Edax Orbis micro-XRF

The concept of X-ray flourescence (XRF) has been around since the early 1900’s, but it wasn’t until the late 1970’s that both theory and engineering caught up to make the technique feasible. Using the behavior of atoms when they interact with x-rays, allows this technique to be robust in the analysis of major and trace elements in both natural and anthropogenic materials. Sample materials are excited by x-rays and become ionized. If the energy of the radiation is sufficient to dislodge an inner electron (tight-bond), the atom becomes unstable and an outer electron (weaker-bond) replaces the missing inner electron. When this happens, energy is released due to the decreased binding energy of the inner electron orbital compared with an outer one. The emitted radiation is of lower energy than the primary incident X-rays and is termed fluorescent radiation. Because the energy of the emitted photon is characteristic of a transition between specific electron orbitals in a particular element, the resulting fluorescent X-rays can be used to detect the abundances of elements that are present in the sample.

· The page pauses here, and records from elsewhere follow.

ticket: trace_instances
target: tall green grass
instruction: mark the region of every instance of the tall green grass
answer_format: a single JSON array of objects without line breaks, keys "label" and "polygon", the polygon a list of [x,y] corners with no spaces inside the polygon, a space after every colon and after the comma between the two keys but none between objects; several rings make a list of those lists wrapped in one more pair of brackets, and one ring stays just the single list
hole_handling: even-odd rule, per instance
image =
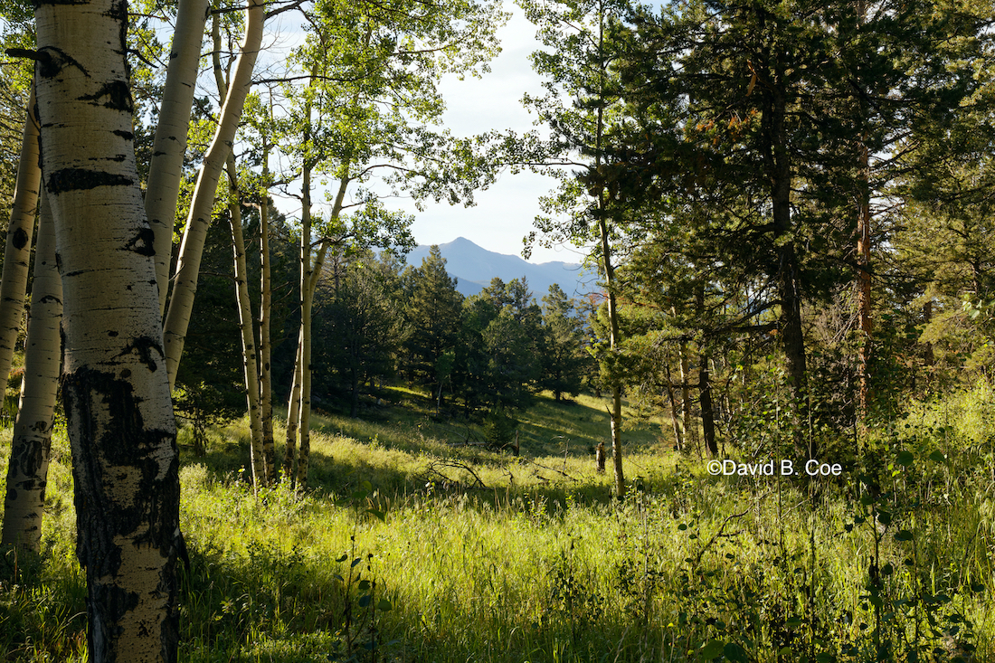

This technique is ideal for relatively large samples (typically > 1 gram), which can be homogenized and prepared in powder form, Materials for which compositionally similar, well-characterized standards are available, and materials containing high abundances of elements for which absorption and fluorescence effects are reasonably well understood. If your samples do not meet all of the considerations there are sample preparation techniques and instrument filters that can increase the sensitivity of detection limits. This technique cannot determine isotopes or valence states of individual elements.

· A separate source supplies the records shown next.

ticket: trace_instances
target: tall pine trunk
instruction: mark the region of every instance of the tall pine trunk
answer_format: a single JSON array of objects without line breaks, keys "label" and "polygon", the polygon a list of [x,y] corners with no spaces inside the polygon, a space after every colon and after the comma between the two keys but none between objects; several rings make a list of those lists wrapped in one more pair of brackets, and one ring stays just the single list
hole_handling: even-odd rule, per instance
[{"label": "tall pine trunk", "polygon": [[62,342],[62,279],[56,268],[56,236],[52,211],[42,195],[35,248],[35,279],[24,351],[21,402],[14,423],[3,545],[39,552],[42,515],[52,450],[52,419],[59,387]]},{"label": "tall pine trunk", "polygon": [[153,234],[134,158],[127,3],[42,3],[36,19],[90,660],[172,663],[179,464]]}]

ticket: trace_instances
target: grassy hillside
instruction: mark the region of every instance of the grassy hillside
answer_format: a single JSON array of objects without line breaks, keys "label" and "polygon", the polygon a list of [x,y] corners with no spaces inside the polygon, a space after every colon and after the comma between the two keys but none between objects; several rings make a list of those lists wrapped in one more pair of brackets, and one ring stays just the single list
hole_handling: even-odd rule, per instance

The Center’s EDAX Orbis micro-XRF has a Ruthenium X-ray tube and the sample chamber can be at atmospheric pressure or in a vacuum.

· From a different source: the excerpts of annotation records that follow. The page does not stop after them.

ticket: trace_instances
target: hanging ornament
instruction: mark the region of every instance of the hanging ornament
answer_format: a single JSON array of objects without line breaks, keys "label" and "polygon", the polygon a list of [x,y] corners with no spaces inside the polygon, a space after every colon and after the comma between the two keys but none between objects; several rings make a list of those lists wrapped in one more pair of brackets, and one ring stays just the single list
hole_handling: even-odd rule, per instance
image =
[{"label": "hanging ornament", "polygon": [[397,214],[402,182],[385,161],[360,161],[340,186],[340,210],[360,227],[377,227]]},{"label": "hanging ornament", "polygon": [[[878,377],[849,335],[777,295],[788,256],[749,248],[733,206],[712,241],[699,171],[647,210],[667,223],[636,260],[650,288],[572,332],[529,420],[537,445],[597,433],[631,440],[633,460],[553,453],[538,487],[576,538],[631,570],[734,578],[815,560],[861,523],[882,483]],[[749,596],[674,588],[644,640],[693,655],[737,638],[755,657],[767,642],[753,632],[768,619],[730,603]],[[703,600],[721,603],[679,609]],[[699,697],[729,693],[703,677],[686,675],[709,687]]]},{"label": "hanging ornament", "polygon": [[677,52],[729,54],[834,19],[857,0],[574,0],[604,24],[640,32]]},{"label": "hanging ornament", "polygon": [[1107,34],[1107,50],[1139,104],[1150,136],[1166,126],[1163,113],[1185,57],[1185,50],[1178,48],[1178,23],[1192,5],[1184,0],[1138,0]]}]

Liquid, solid, or powders can be run in this analyzer as long as they fit onto the platform. It does allow for a non-destructive analysis of precious and rare samples.

The detection limit is variable depending on sample type, filter use, chamber environment, and z-number.

This technique is particularly well-suited for investigations that involve bulk chemical analyses of major (e.g. Si, Ti, Al, Fe) and minor elements (e.g. Ba, Cu, Ni) in rock and sediment. Detection limits for trace elements are typically on the order of a few parts per million.